Climate change is caused mostly by an increase in global-warming gases emitted largely by human activity. The best science organizations in the world endorse this statement, while none opposes it. The changing climate will present many challenges to birds, as I’ll describe here, but first we need to consider the causes.
The best explanation for historical changes in climate — including ice ages and warm interglacial periods — is a combination of physical factors first described by Serbian mathematician Milutin Milankovitch in 1920. The factors include the changing shape of Earth’s orbit around the sun, the varying inclination of Earth’s axis, and the wobble of the rotating planet.
Milankovitch calculated that these changes would cause variations in the amount of solar radiation that strikes Earth at different latitudes. The variations would create two extremes — cooling, causing snow to accumulate throughout the year (ultimately forming glaciers), and warming, which would cause glacial melt. These phenomena are cyclic; Milankovitch predicted, accurately, that ice ages would last about 100,000 years.
The cycles are still operating today, but something happened about 250 years ago that is dramatically affecting the climate: Human populations began to increase rapidly, reaching 1 billion in 1803, 3 billion in 1960, and 6 billion in 1999. The world’s population should hit 7 billion in 2012 and is projected to be about 9 billion in 2050.

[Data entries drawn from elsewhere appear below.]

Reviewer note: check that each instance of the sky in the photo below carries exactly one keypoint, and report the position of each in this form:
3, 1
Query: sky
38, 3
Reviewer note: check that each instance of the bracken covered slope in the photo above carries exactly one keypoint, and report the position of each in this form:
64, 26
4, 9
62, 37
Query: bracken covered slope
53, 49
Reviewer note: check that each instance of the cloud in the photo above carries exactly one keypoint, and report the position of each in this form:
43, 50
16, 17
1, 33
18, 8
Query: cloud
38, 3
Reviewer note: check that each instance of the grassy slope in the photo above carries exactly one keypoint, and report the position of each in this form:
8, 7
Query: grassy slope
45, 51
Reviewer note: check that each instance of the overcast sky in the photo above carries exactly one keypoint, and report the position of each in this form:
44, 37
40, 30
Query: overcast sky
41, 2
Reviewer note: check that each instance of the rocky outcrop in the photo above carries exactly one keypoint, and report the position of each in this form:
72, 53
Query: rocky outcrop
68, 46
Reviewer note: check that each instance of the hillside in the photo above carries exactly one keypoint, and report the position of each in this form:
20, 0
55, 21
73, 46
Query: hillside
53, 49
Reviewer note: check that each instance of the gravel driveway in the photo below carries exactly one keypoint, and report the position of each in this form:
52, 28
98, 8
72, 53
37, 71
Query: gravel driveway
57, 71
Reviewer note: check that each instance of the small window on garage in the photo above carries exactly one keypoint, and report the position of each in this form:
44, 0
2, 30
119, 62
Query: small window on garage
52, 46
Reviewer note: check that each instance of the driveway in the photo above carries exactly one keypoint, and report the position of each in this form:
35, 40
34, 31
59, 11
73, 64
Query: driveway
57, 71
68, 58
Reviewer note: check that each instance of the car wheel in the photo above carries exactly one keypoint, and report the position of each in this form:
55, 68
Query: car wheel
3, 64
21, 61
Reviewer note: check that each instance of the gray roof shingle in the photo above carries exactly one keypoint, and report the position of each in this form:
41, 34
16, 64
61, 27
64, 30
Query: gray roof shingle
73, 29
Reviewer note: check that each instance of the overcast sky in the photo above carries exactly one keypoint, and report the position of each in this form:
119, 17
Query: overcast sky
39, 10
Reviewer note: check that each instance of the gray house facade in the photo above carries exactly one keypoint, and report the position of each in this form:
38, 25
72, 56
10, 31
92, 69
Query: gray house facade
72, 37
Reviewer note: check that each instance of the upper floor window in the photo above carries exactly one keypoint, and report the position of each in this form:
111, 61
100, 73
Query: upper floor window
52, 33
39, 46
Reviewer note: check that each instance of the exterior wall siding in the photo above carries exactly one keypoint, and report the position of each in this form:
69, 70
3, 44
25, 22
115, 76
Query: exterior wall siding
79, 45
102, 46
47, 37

Population growth was accompanied by an industrial revolution, and fossil-fuel consumption increased in a similar pattern, resulting in a dramatic rise in carbon-dioxide emissions. The emissions far outstripped natural carbon-dioxide production.
According to the U.S. Geological Survey, volcanoes — including both submarine and terrestrial — produce an average of about 150-270 million tons of carbon dioxide every year. In 2008, human activities produced about 200 times this amount — 36.3 billion tons of carbon dioxide.
Carbon dioxide and other warming gases in the atmosphere absorb long-waved radiation that is emitted from Earth and serves as a cooling mechanism. Warming gases reduce how efficiently the planet cools and, therefore, cause Earth’s temperatures to rise.
Warming temperatures vary by region. While Earth increased a little over 1°F over the past century, it is now increasing that much every three or four decades. Temperature changes are greatest where temperatures are colder, such as in the Arctic and Antarctic.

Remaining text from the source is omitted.